As Ayazi read the bulletin, he found himself suppressing a growing sense of dismay. The news was ominous. The first item announced that the government of President Mohammed Daoud had placed all the leaders of the Communist Party under arrest.
It was immediately clear that Daoud’s move could have catastrophic consequences—for he was doing no less than embarking on a showdown with the world’s Communist superpower. For years Afghanistan had stood in the shadow of the Soviet Union. Leaders in the Kremlin, eager to counter America’s influence in Iran and Pakistan throughout the 1970s, had responded by boosting their assistance to Afghanistan in every way they could think of. The Soviets poured in billions of dollars in aid. They built Afghanistan’s industry, paved its roads, and purchased its oil and gas. They invited thousands of Afghans to study in the USSR. They supplied the Afghan military with tanks and planes and artillery and filled its ranks with Soviet advisers. And now the president of the country was throwing their friends in jail.

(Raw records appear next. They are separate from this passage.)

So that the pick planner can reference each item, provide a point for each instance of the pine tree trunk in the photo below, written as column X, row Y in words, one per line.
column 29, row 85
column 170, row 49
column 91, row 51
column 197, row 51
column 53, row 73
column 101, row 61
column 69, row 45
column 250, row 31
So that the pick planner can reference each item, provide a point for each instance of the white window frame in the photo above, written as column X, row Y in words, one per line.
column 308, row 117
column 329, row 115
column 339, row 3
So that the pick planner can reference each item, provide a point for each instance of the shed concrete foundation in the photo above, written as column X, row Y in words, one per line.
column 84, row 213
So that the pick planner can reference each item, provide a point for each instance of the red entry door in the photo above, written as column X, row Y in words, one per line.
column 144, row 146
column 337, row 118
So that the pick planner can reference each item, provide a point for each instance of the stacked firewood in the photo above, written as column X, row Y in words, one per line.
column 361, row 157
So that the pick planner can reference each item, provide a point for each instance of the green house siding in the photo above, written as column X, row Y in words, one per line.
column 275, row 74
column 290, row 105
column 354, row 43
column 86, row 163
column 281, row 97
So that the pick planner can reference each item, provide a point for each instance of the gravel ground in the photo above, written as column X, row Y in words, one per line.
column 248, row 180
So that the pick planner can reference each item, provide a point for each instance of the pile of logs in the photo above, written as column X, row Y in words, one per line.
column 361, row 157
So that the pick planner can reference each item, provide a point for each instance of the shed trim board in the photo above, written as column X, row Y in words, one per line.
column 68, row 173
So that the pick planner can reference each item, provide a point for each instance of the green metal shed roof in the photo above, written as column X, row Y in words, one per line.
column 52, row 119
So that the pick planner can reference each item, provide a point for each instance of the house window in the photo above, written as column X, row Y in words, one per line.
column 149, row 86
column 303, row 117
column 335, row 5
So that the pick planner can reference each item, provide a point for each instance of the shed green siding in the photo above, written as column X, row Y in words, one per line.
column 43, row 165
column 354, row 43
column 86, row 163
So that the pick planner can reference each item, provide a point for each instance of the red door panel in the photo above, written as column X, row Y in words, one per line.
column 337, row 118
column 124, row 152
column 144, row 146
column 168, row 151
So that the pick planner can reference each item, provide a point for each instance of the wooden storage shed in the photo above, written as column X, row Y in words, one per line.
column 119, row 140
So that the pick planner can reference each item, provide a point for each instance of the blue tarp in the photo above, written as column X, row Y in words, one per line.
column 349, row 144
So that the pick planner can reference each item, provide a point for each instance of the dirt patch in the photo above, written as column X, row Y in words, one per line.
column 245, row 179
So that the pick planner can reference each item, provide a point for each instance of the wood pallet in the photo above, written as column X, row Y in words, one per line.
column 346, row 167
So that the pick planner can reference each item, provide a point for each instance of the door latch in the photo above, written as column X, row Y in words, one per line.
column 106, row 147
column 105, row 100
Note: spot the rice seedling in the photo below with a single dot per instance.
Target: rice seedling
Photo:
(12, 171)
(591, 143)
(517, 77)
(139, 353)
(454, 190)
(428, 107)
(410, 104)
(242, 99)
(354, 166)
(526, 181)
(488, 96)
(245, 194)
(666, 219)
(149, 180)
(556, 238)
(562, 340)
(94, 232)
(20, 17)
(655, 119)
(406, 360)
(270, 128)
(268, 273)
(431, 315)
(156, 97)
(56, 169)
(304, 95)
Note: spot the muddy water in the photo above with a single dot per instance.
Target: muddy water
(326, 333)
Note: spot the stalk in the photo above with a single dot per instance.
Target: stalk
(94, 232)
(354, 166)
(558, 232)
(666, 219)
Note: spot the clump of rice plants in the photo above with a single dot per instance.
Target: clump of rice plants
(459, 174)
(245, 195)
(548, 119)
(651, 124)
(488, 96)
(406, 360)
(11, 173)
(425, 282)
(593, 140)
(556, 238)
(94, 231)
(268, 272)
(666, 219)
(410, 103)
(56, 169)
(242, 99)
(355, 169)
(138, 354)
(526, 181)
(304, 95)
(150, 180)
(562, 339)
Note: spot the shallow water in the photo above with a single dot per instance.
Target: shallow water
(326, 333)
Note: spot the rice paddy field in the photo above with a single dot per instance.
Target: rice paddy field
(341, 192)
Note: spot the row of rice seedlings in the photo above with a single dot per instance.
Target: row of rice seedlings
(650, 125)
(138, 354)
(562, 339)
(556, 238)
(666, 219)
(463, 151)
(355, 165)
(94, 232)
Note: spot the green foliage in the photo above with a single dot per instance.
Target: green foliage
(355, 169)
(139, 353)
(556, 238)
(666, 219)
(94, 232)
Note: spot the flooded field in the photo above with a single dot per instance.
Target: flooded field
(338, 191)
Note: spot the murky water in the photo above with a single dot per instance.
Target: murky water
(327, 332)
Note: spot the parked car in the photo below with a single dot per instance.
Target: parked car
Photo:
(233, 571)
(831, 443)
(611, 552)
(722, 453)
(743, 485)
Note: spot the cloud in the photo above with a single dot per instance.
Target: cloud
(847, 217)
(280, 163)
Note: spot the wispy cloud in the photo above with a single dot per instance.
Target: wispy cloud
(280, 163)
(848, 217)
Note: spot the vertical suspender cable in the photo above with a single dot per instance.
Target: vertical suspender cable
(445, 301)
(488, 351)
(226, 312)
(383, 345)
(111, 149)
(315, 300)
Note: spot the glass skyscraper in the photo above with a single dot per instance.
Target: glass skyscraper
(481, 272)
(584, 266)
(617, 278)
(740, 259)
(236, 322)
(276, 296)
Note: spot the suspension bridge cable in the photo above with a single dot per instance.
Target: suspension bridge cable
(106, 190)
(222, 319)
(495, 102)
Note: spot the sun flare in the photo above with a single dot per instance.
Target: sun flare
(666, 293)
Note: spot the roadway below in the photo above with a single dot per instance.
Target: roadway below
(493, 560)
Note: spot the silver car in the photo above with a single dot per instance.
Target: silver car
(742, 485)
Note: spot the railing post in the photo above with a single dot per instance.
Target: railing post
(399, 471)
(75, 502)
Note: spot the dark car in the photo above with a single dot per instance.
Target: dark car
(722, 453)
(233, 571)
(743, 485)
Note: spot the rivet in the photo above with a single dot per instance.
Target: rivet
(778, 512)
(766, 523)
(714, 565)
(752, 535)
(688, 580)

Despite his youth, Ayazi had already seen enough of Afghanistan’s factional politics to understand the potential for serious conflict. In Kandahar, where he grew up, his father was the principal of a local high school. Early in the 1970s the student body had begun to fragment into competing blocs. No sooner had the school’s young Communists formed a discussion group than militant Muslims responded with a cell of their own. Ayazi’s father, a secularist liberal who disagreed with both tendencies, had banned all activism from the school grounds, earning him the enmity of both camps. Just for good measure he had also forbidden his son to get involved in politics until he was mature enough to make informed choices.